Participants in the ceremony hosted by the prefectural government observed a minute of silence for the over 200,000 victims and renewed a pledge to pursue peace and pass on the lessons learned from the tragedy to the next generation.

In a peace declaration, Okinawa Gov. Denny Tamaki said the prefecture hosts some 70% of U.S. military bases in Japan and that this is "causing various impacts on the lives of residents."

He demanded that the Japan-U.S. Status of Forces Agreement that governs the U.S. military presence in the country be overhauled drastically and that a plan to relocate U.S. Marine Corps Air Station Futenma within Okinawa be scrapped.

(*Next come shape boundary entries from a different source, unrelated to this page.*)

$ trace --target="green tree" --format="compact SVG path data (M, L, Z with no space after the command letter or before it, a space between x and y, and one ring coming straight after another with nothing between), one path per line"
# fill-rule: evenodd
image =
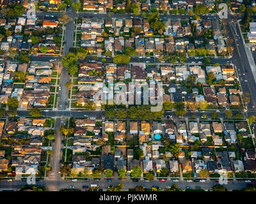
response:
M146 18L147 16L147 13L145 11L142 11L141 16L142 16L142 18Z
M134 15L140 15L140 5L137 3L133 3L132 4L132 10Z
M199 172L199 175L202 178L209 177L209 171L207 170L202 170Z
M64 55L61 59L61 62L63 66L68 67L72 64L77 63L78 57L74 53L70 52Z
M125 170L124 168L121 168L120 170L118 170L118 177L120 178L124 178L126 176L126 170Z
M118 64L128 64L131 61L131 57L125 54L118 54L115 55L113 61Z
M136 166L131 170L131 176L134 178L138 178L142 174L141 168L140 166Z
M242 113L236 113L235 117L236 119L241 119L241 118L243 118Z
M113 171L111 169L108 168L104 171L105 177L109 178L113 175Z
M33 108L30 110L29 113L32 117L42 117L41 110L36 108Z
M65 137L66 137L68 134L72 134L74 133L74 128L68 127L65 126L61 126L60 129L60 131L65 135Z
M81 3L80 1L77 1L76 3L73 3L72 6L75 11L78 10L81 7Z
M17 97L9 98L7 105L10 110L17 110L19 107L19 101Z
M62 165L60 168L60 172L64 176L69 175L71 172L71 166L68 164Z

Tamaki also expressed displeasure with the government's plan to deploy long-range missiles in Okinawa as part of an effort to acquire counterattack capabilities. The plan "reminds residents of the fierce ground battle and is creating great anxiety among them," he said.

Prime Minister Fumio Kishida said in a speech that his government will work hard to promote Okinawa's economy. He reiterated the government's commitment to reducing Okinawa's burden in hosting U.S. military bases, saying, "We're taking the heavy burdens seriously."

Aki Heianna, a 17-year-old high school student, recited a poem about peace.

The organized battle in Okinawa is said to have ended on June 23, 1945, with the suicide of the local commander of the now-defunct Japanese Imperial Army.

This year, the names of 365 people were added to the list of victims of the battle inscribed on stone monuments at the park in the district of Mabuni, bringing the total to 242,046.